Page:Revue des Deux Mondes - 1895 - tome 129.djvu/188

Le texte de cette page a été corrigé et est conforme au fac-similé.
VI

— Par ici, monsieur, par ici ! dit Boutou qui me tire par le pan de ma jaquette... en bas, dans la grande salle, au Nord, tous les parens de mon camarade Samson vous attendent.

— Tous les parens!... que me veulent-ils?

— Hier, Samson m’a demandé : « Le vazaha ne te fait pas peur à toi ? » J’ai répondu : « Oh ! non. » Et il a dit : « Ma sœur est très malheureuse, il faut prier ton vazaha de la secourir... » Alors je lui ai dit d’amener sa famille chez moi... et que je lui montrerais mon vazaha.
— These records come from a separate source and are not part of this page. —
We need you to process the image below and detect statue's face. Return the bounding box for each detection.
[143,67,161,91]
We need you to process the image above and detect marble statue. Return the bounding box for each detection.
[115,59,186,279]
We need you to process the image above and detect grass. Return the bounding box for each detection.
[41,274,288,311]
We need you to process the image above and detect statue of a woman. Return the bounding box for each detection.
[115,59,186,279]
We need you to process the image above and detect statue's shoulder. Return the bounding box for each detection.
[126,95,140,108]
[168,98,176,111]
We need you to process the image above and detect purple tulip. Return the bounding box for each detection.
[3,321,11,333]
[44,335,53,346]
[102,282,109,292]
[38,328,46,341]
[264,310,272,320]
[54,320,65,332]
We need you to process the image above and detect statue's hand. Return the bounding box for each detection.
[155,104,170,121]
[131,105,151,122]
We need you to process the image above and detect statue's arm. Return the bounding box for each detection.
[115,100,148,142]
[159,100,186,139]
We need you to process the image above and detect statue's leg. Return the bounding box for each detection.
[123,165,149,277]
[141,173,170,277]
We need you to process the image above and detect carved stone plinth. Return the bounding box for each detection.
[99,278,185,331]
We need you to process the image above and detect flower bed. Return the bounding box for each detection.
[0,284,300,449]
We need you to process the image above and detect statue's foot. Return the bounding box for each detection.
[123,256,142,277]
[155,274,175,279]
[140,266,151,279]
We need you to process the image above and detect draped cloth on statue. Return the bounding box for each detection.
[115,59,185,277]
Dans la salle du Nord, sur des nattes, le long du mur, tous les parens de Samson sont accroupis en rang d’oignons. Une femme, modelée suivant cette plastique qui semble la revanche de beauté prise par les esclaves sur les patriciennes; auprès d’elle, un homme de quarante ans, le mari sans doute. Puis un garçon d’une vingtaine d’années: des cheveux lisses, une fine moustache, tous les indices d’une filiation de gens libres... un cousin, me dit-on... Sur la même ligne, trois vieilles, ridées, ravagées, édentées, la lèvre bavarde pendante en bénitier, de celles enfin que Rabelais nomme des sempiternenses... On en rencontre de tout temps en tout pays... Enfin, à l’extrémité, quelque chose comme une brosse arrondie, une boule de cheveux crépus, ras et blancs, coiffant un visage noir, à traits énormes, et tout un être si difforme, si cassé, d’une vétusté telle qu’au vêtement seul on peut en démêler le sexe...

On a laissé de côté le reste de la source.